今は選挙が近いし過激なことは言えないのだろうな、なんて思いながら答弁を聞いていますが、政府が把握しているニートの数は100万人以上だと推測されています。

仮に100万人のニートが就職すれば日本の名目GPは1兆円以上押し上げますし、少子化の問題も改善されますからニート問題ってのは個人が怠け者だとかいった問題ではなくて、国家的な問題になってしまっているのでしょう。

さて本題のニート対策について考えてみたいと思いますが、個別に諸事情があるにしても問題は一つでそれを解決すれば良いといった単純な話じゃなくて、デフレ不況によって供給過剰で就職口の敷居が高くて、募集しているのはブラック企業の確率が高いとか、労働しなくても生きていける環境が本人を甘やかしているだとか、色々な問題が絡み合っての現在の状況だと思います。

まず就職環境の問題ですが、今から30年前のバブル前の日本経済が力強く成長していて、ジャパンアズナンバーワンなんて本が売れて、ニートなんて造語がつくられていなかった時代を思い起こしてみましょう。

その時代はまだ中卒就職者が金の卵と言われていた最後の時代で、企業の人事担当者は経営者の要求する採用人数の確保に四苦八苦して、あらゆるつてを駆使して人集めを行いまして、人材をたくさん集めるために社員の待遇を毎年改善させまして、良い人材をたくさん集めた企業は発展して、人材を集められない企業は発展しないってのが世間の了解でした。

また企業は人材育成にも競って力を入れていて、私も就職したときには随分となんとか養成学校だとか、中堅になってからは管理者養成学校(俗に言う地獄の特訓)なんてものに2回も入れてしごかれた記憶が残っています。

つまり今の時代と全く逆でして現在の企業は採用を極端に絞り込んで、入社しても教育に力を入れる企業は少なくなってきて、使えない人材は首を切る又は低賃金んで飼い殺しみたいな感じの企業も増えている感じですからね。

まぁそーゆー時代が存在したのは、好景気といいますか健全な成長を日本がしていて、将来的に物価は上がるし経済は拡大して供給力が不足しないように事業を拡大しないと企業の成長が見込めないってマインドが経営者にありましたからね。

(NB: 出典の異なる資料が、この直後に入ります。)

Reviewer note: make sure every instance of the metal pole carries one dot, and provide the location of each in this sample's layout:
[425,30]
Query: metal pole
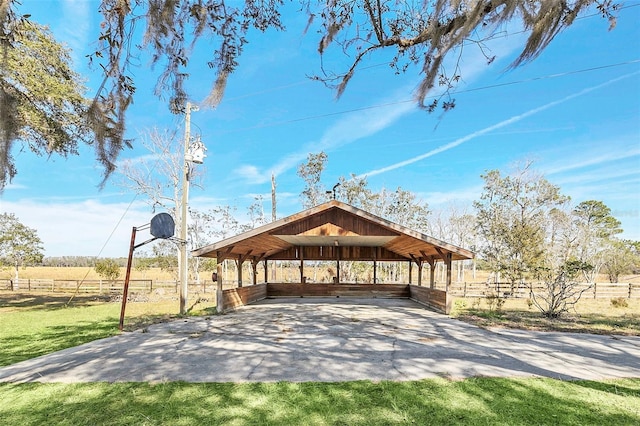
[125,290]
[184,271]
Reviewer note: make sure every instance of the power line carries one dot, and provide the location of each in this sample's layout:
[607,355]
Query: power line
[493,86]
[494,37]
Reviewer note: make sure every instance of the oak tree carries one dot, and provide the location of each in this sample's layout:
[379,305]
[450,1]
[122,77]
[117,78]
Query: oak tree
[419,34]
[42,103]
[19,244]
[511,216]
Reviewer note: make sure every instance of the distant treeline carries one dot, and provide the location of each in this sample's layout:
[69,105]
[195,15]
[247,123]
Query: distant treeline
[77,261]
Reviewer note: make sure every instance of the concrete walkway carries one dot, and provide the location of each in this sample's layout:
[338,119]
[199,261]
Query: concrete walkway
[331,340]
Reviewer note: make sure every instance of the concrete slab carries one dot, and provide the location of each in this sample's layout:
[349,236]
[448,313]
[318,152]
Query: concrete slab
[331,340]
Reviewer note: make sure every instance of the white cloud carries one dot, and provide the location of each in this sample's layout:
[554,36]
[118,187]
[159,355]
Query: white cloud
[491,128]
[84,228]
[77,23]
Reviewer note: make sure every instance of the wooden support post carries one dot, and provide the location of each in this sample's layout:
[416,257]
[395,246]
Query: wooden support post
[219,293]
[448,262]
[337,264]
[301,251]
[375,274]
[266,272]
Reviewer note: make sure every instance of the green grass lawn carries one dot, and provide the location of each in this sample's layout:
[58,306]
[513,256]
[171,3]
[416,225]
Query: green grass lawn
[32,325]
[479,401]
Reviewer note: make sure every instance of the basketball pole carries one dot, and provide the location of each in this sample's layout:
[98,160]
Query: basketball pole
[184,270]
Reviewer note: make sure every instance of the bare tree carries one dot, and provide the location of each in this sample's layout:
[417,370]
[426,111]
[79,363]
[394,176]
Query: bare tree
[314,192]
[158,176]
[560,289]
[419,34]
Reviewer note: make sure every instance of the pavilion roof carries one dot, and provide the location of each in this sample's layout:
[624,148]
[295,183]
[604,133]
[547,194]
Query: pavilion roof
[330,231]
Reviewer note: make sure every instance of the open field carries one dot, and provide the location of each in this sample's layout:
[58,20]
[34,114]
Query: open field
[89,273]
[478,401]
[36,324]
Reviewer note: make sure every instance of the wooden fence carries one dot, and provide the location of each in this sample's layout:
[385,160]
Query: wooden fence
[105,286]
[473,289]
[523,291]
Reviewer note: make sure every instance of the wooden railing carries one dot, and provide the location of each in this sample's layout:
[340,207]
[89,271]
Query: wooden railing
[464,289]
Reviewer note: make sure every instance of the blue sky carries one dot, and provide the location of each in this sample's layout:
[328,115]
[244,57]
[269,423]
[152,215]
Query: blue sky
[575,111]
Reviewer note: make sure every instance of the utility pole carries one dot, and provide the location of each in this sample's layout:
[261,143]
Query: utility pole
[273,197]
[184,269]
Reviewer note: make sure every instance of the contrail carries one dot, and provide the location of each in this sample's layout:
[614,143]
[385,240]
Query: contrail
[490,128]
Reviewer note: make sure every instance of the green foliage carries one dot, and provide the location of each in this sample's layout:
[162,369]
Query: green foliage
[19,244]
[511,218]
[108,269]
[561,290]
[422,35]
[619,302]
[42,101]
[494,302]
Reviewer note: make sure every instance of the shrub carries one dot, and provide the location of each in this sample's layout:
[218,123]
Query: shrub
[619,302]
[494,302]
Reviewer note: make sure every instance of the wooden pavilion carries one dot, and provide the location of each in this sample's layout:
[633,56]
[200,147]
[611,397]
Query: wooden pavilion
[334,232]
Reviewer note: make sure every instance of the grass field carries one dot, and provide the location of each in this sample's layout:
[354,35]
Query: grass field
[479,401]
[36,324]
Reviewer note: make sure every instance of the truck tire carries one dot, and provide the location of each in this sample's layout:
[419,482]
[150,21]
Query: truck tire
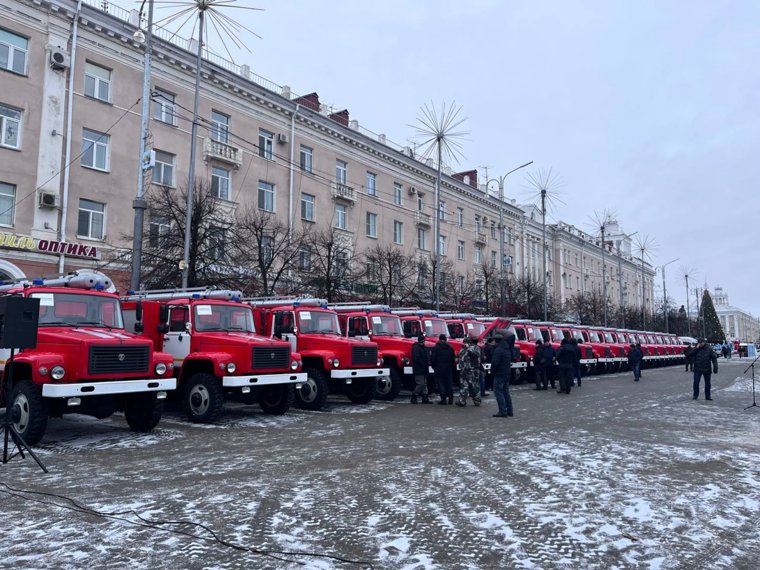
[142,411]
[276,399]
[313,392]
[32,410]
[203,398]
[361,390]
[388,388]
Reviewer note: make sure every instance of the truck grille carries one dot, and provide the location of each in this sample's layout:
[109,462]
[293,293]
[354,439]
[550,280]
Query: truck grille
[271,357]
[118,359]
[364,355]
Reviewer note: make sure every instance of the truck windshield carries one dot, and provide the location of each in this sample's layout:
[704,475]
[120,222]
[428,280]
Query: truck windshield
[79,309]
[386,326]
[217,317]
[323,322]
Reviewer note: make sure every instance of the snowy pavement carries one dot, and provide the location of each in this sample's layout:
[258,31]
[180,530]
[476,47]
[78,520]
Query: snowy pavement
[616,475]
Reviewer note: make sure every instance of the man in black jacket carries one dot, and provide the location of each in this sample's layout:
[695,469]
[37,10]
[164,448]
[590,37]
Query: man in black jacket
[705,362]
[501,366]
[420,365]
[442,361]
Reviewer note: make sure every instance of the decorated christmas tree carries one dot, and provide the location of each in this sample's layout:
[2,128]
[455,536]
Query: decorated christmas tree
[713,329]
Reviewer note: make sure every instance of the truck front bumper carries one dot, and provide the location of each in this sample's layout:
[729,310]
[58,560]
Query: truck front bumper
[83,389]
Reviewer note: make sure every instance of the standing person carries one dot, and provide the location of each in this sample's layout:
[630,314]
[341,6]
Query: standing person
[705,362]
[469,372]
[566,361]
[501,366]
[420,366]
[442,361]
[635,356]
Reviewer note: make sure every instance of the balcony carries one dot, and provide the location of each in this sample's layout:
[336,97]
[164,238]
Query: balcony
[220,151]
[423,219]
[342,192]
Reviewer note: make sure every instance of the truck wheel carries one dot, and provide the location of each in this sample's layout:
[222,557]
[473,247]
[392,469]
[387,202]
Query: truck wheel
[313,392]
[277,399]
[361,390]
[32,412]
[388,387]
[203,398]
[143,411]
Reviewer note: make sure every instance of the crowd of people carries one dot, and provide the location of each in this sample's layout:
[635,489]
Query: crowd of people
[499,351]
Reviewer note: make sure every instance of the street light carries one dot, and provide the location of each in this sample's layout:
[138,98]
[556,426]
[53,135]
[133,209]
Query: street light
[665,291]
[139,204]
[500,180]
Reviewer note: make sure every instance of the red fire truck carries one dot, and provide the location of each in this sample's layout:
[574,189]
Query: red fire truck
[332,362]
[217,353]
[85,362]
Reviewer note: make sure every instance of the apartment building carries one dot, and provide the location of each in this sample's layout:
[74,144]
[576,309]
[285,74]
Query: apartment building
[68,179]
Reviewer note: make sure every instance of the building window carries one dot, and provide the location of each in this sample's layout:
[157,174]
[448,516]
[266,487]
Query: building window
[307,207]
[91,219]
[266,144]
[159,232]
[307,159]
[164,106]
[421,239]
[266,196]
[398,196]
[7,203]
[371,225]
[10,127]
[220,183]
[341,172]
[371,184]
[340,216]
[97,82]
[95,149]
[398,232]
[220,127]
[13,50]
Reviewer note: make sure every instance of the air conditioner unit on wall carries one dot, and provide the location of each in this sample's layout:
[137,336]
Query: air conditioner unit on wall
[48,200]
[59,59]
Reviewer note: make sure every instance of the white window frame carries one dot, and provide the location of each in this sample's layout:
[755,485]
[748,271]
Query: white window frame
[163,170]
[308,207]
[98,143]
[222,179]
[7,204]
[266,197]
[10,118]
[93,213]
[12,43]
[97,79]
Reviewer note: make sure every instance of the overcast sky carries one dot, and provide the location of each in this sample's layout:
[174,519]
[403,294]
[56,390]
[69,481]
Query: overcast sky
[646,109]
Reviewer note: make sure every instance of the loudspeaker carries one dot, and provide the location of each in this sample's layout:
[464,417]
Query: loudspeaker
[19,319]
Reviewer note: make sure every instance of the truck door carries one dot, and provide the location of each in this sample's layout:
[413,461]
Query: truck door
[177,340]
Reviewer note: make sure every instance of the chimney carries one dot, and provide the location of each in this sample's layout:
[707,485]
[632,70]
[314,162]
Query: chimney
[310,101]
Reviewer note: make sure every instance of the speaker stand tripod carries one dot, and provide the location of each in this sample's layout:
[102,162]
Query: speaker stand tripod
[12,415]
[752,366]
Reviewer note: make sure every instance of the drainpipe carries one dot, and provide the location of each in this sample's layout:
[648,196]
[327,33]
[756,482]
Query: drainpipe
[69,121]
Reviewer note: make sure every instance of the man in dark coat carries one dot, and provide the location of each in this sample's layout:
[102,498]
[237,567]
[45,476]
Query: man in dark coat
[420,365]
[442,360]
[705,363]
[635,356]
[501,366]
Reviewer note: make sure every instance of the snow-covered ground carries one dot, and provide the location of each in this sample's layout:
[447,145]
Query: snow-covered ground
[616,475]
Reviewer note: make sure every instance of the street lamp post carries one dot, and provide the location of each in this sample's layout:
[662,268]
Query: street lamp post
[665,291]
[140,204]
[500,180]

そんなわけですからニート対策としてやれ人材のミスマッチだとか職業訓練だとか小手先の対策を行っても、失業率が誤差の範囲で改善する程度で根本的な解決にはならないでしょうね。

別に未来永劫に経済が発展するとかじゃなくて、単におだやかで健全なインフレ状況を維持しまして、行き過ぎた資本主義と自由競争を注意していればニート問題は自然と解決すると思うのです。